Two weeks ago when I was in Shanghai, a rainy afternoon provided me with an opportunity to visit a unique museum quite unlike anything you would expect to find in China’s capital of commerce. Built in a re-purposed factory in the little-known Baoshan District, Shanghai Museum of Glass (SHMOG – 上海玻璃美术馆) was opened in the spring of 2011 and is based on the theme of glass as both art and science.
The striking façade of the museum is made up of hundreds of enamelled glass tiles inscribed with glass-industry terms in ten languages. Imported from Germany, the tiles light up at night to create an extraordinary pattern.
Internally the former glass bottling factory consists of two buildings joined by a glass atrium with the lower floor being dedicated to the history and usage of glass, and the upper a stunning exhibition space. The structure of the original building has been preserved, providing hints of its previous life.
Much of the interior is covered in black lacquered glass with another brightly lit ‘glass house’ suspended in the centre.
Inside the walls are lined with shelves packed with mirrored glass bottles which reflect light off their cylindrical surfaces in every direction.
The various permanent exhibition pieces are all interesting in their own right, each demonstrating a unique style and technique of construction.
I particularly liked those pieces which utilised glass in its raw form without any fancy adornments – simple, minimal, and truthful.
My favourite piece was this polished glass cube with sculpted cutaways and a dye-like blue pigmentation.
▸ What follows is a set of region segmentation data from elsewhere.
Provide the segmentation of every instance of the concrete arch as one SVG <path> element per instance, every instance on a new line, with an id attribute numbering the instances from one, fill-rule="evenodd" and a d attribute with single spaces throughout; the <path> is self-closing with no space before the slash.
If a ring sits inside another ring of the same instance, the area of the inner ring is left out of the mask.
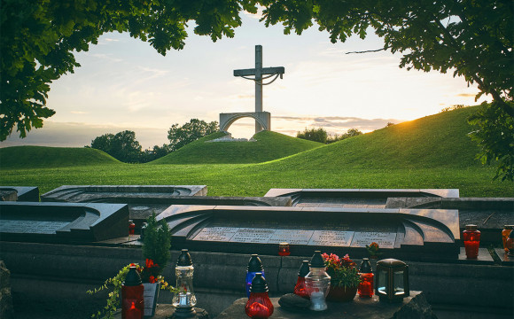
<path id="1" fill-rule="evenodd" d="M 269 112 L 247 112 L 220 113 L 220 131 L 227 131 L 236 121 L 249 117 L 255 120 L 255 133 L 271 130 L 271 113 Z"/>

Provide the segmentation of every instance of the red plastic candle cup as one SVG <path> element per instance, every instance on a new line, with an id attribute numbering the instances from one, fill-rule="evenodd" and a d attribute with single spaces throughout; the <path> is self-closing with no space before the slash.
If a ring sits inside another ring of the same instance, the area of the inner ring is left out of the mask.
<path id="1" fill-rule="evenodd" d="M 128 220 L 128 235 L 134 235 L 134 231 L 136 230 L 136 224 L 132 220 Z"/>
<path id="2" fill-rule="evenodd" d="M 361 274 L 361 284 L 359 284 L 359 288 L 357 292 L 359 297 L 367 298 L 373 297 L 374 287 L 373 287 L 373 277 L 375 275 L 373 273 Z"/>
<path id="3" fill-rule="evenodd" d="M 477 225 L 466 225 L 466 230 L 463 231 L 463 239 L 466 249 L 466 258 L 477 259 L 480 245 L 480 231 L 477 230 Z"/>
<path id="4" fill-rule="evenodd" d="M 262 274 L 255 274 L 250 287 L 250 298 L 245 306 L 245 312 L 250 318 L 268 319 L 273 315 L 273 304 L 269 300 L 268 291 L 268 284 Z"/>
<path id="5" fill-rule="evenodd" d="M 289 252 L 289 243 L 278 244 L 278 254 L 280 256 L 289 256 L 291 254 Z"/>

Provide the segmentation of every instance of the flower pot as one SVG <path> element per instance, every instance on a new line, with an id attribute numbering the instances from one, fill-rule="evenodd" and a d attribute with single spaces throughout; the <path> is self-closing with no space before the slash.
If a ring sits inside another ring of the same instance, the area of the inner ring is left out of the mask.
<path id="1" fill-rule="evenodd" d="M 357 294 L 357 287 L 332 287 L 329 290 L 327 300 L 336 302 L 352 301 Z"/>

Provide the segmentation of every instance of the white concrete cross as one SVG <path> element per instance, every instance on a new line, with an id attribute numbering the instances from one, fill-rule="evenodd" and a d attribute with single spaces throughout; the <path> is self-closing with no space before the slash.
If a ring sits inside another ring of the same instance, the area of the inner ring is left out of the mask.
<path id="1" fill-rule="evenodd" d="M 247 80 L 255 82 L 255 112 L 262 112 L 262 86 L 273 82 L 280 75 L 285 73 L 284 66 L 275 67 L 262 67 L 262 45 L 255 45 L 255 68 L 234 70 L 234 76 L 241 76 Z M 253 75 L 253 78 L 247 76 Z M 268 75 L 268 76 L 262 76 Z M 275 75 L 275 78 L 268 83 L 262 83 L 262 80 L 270 78 Z M 255 122 L 255 132 L 262 130 L 261 125 Z"/>

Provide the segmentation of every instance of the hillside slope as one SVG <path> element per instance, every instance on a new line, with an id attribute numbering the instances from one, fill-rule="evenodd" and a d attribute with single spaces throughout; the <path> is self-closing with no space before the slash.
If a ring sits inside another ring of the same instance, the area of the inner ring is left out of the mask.
<path id="1" fill-rule="evenodd" d="M 85 147 L 12 146 L 0 148 L 2 168 L 40 168 L 119 164 L 111 155 Z"/>
<path id="2" fill-rule="evenodd" d="M 479 167 L 466 121 L 478 107 L 399 123 L 269 164 L 281 169 Z"/>
<path id="3" fill-rule="evenodd" d="M 148 164 L 261 163 L 323 145 L 271 131 L 257 133 L 256 142 L 207 142 L 223 136 L 211 134 Z"/>

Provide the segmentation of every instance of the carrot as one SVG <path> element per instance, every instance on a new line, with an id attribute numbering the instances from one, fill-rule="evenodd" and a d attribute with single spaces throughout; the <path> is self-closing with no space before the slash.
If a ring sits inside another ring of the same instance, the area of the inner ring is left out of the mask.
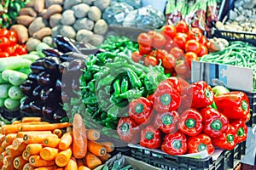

How it was made I have no idea.
It struck me that the museum had far more of international quality than you would normally find in China – a good sign of things to come.
In a workshop nearby the main building the museum also runs ‘hot glass performances’ where visitors get a chance to see glass objects being made in front of them.
The museum is supposed the be the centrepiece of a planned glass, art, research and technology park to be branded ‘G+ Park’ (likely named before Google’s social network!). The trip to Shanghai’s outskirts to visit the museum is well worth the visit.